Rabu, 15 Agustus 2012

Pelangi

Mungkin ini yang aku sebut dengan kepekaan jeda. Bisa saja kehadiran mengagumkan ini hanya bagian kecil yang terpahami lewat lirik-lirik senandung malam. Aku bisa saja bicara pada buih. Aku bisa pula menarik hati yang terhenti di barat daya kala itu. Namun, ini barangkali yang dimaksud dengan rupa. Paras ini begitu agung memecah pernik yang kian pekat. Aku hanya menggantung selembar puisi di atas ranting. Mencoba menerka tiupan angin yang sedari tadi bermain-main dengan rambutku. Aku melenguh sekejap.

Lantas, percakapan pun dimulai. Bagiku, ini hanya perkara kesedian mengoceh hiruk pikuk semesta dengan Tuhan sebagai dalangnya. Namun, baginya ini bagian dari kesetiaan menghamba. Aku terdiam. Dia menggenggam tanganku dan menatapku dalam. Aku mulai gusar. “Sejauh sepi yang biru di telaga, aku seberangi tertatih dengan sampan. Kau di sana. Bagaimana jika kita berkirim peluk dan berpuisi bersama?” katamu kala itu. Aku menjawab, “aku enggan melakukannya. Berkirim seolah jauh. Kita akan lakukan itu suatu saat nanti. Pasti!”

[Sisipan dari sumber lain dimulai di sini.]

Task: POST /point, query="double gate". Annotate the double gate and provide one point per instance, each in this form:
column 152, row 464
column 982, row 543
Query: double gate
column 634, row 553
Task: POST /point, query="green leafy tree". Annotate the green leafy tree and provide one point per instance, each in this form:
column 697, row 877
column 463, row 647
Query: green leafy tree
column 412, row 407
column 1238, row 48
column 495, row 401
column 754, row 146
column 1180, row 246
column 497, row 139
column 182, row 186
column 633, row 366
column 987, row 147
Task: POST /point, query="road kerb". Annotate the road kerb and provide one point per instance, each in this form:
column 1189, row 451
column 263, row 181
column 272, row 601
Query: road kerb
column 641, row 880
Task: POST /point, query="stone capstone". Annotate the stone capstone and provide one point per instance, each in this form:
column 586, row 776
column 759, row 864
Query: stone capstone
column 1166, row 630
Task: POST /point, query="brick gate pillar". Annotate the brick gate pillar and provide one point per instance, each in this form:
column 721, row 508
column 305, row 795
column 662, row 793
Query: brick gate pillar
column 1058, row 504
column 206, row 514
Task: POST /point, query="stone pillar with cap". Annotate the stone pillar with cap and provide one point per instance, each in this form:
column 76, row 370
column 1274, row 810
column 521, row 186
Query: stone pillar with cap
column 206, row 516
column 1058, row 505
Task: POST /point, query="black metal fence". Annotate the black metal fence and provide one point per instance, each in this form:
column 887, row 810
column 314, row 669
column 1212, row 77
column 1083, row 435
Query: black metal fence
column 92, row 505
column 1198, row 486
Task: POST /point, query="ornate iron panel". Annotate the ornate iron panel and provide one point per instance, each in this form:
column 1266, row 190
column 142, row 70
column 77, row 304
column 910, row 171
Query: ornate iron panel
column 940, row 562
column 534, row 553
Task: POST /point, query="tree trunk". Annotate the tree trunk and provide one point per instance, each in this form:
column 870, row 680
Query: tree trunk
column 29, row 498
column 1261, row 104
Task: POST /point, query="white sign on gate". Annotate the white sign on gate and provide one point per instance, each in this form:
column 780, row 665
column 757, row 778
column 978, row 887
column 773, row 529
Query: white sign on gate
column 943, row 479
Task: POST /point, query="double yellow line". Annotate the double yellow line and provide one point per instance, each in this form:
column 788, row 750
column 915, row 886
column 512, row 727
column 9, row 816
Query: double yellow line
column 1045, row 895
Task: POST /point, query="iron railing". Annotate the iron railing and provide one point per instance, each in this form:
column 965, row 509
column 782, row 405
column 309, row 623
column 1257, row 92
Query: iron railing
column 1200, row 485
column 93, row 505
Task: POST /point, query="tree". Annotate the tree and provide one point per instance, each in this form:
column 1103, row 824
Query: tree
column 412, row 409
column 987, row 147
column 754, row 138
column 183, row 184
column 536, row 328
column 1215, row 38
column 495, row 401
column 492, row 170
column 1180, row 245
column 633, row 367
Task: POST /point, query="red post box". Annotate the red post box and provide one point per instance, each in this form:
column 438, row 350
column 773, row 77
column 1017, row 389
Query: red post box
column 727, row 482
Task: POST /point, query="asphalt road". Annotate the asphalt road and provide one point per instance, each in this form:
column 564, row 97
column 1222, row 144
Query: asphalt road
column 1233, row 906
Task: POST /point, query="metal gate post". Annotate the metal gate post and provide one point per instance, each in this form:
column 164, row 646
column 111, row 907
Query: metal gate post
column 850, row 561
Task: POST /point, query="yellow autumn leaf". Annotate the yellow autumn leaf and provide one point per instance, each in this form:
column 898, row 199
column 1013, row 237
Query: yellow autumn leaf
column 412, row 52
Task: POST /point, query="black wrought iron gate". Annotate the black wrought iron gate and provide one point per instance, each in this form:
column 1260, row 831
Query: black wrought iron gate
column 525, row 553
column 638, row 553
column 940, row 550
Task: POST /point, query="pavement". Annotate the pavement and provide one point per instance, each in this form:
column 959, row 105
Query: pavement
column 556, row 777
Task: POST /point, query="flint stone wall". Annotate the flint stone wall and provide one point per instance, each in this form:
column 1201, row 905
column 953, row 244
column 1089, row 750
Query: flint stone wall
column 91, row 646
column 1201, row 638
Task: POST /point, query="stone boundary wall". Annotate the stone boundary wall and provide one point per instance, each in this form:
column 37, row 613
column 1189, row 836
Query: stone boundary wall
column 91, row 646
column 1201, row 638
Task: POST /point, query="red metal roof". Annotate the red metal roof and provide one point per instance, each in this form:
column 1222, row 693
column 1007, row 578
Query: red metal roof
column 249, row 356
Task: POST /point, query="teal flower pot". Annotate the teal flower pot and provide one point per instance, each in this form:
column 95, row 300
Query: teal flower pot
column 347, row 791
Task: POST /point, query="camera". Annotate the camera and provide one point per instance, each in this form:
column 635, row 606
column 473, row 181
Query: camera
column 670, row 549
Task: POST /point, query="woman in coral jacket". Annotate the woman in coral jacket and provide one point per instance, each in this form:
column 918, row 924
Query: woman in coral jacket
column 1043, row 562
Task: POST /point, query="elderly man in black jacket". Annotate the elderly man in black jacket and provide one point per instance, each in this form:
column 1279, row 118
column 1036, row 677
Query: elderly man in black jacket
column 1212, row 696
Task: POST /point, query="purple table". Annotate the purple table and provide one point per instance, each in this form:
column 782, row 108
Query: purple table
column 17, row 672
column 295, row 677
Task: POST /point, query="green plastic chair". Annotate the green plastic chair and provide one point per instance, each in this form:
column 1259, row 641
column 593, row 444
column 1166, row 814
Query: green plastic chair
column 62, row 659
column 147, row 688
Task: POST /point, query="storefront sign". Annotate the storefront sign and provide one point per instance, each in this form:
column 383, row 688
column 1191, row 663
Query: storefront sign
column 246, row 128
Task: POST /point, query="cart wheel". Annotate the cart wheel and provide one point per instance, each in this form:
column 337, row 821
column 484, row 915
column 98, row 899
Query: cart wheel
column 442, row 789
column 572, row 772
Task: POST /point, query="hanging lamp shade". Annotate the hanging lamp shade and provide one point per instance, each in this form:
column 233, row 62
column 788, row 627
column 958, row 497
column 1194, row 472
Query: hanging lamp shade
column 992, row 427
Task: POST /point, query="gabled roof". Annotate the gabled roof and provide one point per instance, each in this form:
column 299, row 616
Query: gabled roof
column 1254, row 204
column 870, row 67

Kemudian waktu berselang. Kita berpuisi di sebuah kedai kecil milik kawanku. Di tengah merdu adzan maghrib dan hujan deras. Aku melihat akhir larik; ya, ini cinta.


*terinspirasi oleh Bruce Springsteen – Secret Garden yang ikut menemani kami berpuisi petang itu.